Per ADR-001 §1.5, the Go pathway memory:
1. Reimplements the algorithm (SPEC §3.4 G3.4.B is the byte-match
correctness gate).
2. Starts with zero traces. The 88 Rust traces are NOT migrated.
3. Builds its own signal over Go-era scrum cycles.
## What to do if the Go pathway memory underperforms
If after Phase G3 the Go pathway memory shows a noticeable lift
deficit vs. the Rust era's "11/11 successful replays" baseline:
1. **First** — verify the Go algorithm byte-matches the Rust one on
the SPEC G3.4.B golden input. If yes, the algorithm is correct and
the gap is data-volume, not implementation.
2. **Second** — the Rust traces exist; if needed, re-prefix file paths
from `crates/queryd/` style to `cmd/queryd/` style, run a
compatibility check, and seed the Go pathway memory selectively. But
only after the algorithm is proven byte-match correct.
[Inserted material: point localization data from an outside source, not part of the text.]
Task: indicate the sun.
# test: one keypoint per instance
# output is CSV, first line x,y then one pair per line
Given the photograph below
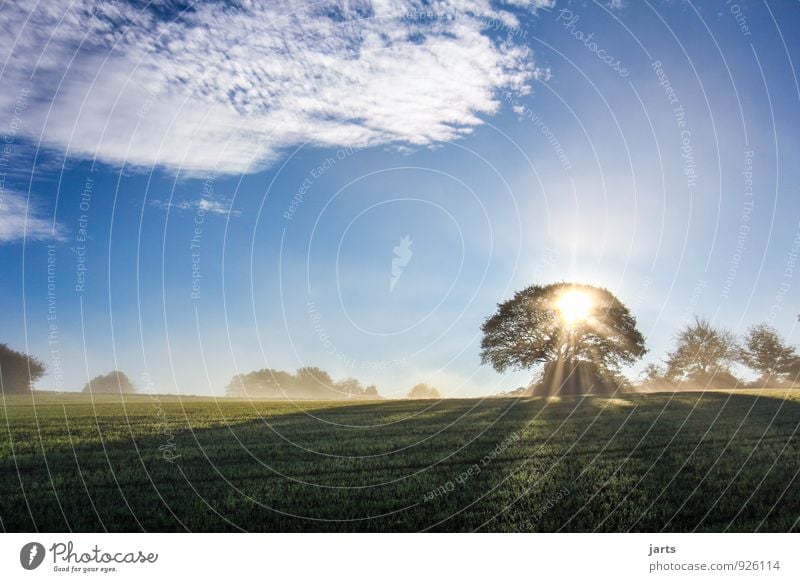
x,y
574,306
3. **Third** — accept that the first ~3 months of Go scrum cycles need
to rebuild the signal naturally. This is the cost of the clean
restart per ADR-001 §1.5.
## Historical baseline (frozen reference)
| Metric | Rust value at cutoff | Source |
|---|---|---|
| Total traces | 88 | `data/_pathway_memory/state.json` |
| Successful replays | 11/11 | scrum loop log circa 2026-04-26 |
| Distinct file prefixes | TBD — query the state file | n/a |
| Distinct semantic_flag variants used | 9 (per ADR-021) | `pathway_memory.rs` |
| Distinct bug_fingerprint hashes | TBD | `pathway_memory.rs` |
When the Go pathway memory reaches comparable numbers, it has caught
up to the Rust era and can be considered fully replacement-grade.